铜绿假单胞菌岩藻糖>甘露糖特异性凝集素PA-IIL是一种重要的微生物凝集素,可能参与人类铜绿假单胞菌感染。为了阐明这些凝集素受体的结构,通过微量滴定板生物素/抗生物素蛋白介导的酶-凝集素-聚糖结合测定(ELLSA)以及凝集素-聚糖相互作用的抑制研究了其详细的碳水化合物识别谱。在测试结合的40种聚糖中,PA-IIL与所有人类ABH血型和Le(a)/Le(b)活性糖蛋白(gp)反应良好,但与其前体gp和N-连接的gp反应较弱或根本不反应。在抑制试验测试的糖配体中,Le(a)五糖乳糖-N-岩藻五糖II(LNFP II,Galβ1-3[Fucα1-4]GlcNAcβ1-3Galβ1-4Glc)是最有效的,其活性分别比Le(x)五糖(LNFP III,Galβ1-4 [Fucα1-3]GlcNAcβ1-3Galβ1-4Glc)和唾液酸化Le(x)(Neu5Acα2-3Galβ1-4[Fucα1-3] GlcNAc)高10倍和38倍。
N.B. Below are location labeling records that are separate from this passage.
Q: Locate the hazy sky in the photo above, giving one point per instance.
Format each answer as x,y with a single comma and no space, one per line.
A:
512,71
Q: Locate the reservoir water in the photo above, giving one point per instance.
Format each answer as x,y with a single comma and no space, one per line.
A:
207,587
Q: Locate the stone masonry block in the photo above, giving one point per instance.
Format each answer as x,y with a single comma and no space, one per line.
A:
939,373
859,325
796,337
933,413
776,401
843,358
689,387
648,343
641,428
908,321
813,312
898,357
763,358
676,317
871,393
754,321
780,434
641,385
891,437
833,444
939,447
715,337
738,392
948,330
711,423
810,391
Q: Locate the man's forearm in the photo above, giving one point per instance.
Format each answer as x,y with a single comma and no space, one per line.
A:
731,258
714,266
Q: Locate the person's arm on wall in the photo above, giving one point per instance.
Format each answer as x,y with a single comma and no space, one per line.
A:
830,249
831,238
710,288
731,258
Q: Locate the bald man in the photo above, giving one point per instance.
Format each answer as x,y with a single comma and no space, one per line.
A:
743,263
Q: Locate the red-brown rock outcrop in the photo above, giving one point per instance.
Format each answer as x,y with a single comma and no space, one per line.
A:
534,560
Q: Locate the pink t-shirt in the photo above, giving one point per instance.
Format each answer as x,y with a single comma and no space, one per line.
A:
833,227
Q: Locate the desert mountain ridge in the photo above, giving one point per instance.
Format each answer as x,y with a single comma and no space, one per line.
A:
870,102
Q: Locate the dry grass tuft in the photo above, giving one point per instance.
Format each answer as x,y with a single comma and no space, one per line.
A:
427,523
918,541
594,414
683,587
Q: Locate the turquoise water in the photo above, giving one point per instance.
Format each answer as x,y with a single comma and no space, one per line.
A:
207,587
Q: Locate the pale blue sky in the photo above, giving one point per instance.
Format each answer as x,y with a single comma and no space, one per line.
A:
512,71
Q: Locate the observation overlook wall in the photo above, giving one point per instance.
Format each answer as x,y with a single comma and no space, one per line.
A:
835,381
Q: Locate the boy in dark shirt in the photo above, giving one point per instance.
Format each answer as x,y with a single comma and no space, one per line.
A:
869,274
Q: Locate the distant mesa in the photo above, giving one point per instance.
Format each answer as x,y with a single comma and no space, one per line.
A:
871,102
它的活性比甘露糖高120倍,而半乳糖和N-乙酰半乳糖胺无活性。PA-IIL对所测试寡糖的亲和力递减顺序为:Le(a)五糖>或=唾液酸化Le(a)四糖>甲基α-岩藻糖>岩藻糖和Fucα1-2Gal(H二糖)>2'-岩藻糖基乳糖(H三糖),Le(x)五糖,Le(b)六糖(LNDFH I)和Le(y)四糖(LDFT)的葡萄糖类似物>H I型决定簇(LNFP I)>Le(x)三糖(Galβ1-4[Fucα1-3]GlcNAc)>唾液酸化Le(x)三糖>>甘露糖>>>半乳糖、N-乙酰半乳糖胺和葡萄糖(无活性)。此处呈现的结果与晶体3D结构数据一致,表明PA-IIL的结合位点是一个小腔型,最适合Fucα1-,并带有一个特定的浅沟亚位点用于Le(a)糖类的其余部分,并且多价糖表位增强了反应性。与PA-IIL糖特异性相似的青枯雷尔氏菌岩藻糖>甘露糖凝集素RSL,在与B和A随后是H寡糖与岩藻糖的匹配度上与其不同,而第二种青枯雷尔氏菌凝集素RS-IIL(PA-IIL的结构同源物)结合甘露糖>岩藻糖。这些结果提供了关于PA-IIL与哺乳动物糖型相互作用以及这种侵袭性细菌归巢到靶分子上可能的附着位点谱的有价值信息。此类信息可能对铜绿假单胞菌感染的抗黏附治疗有用。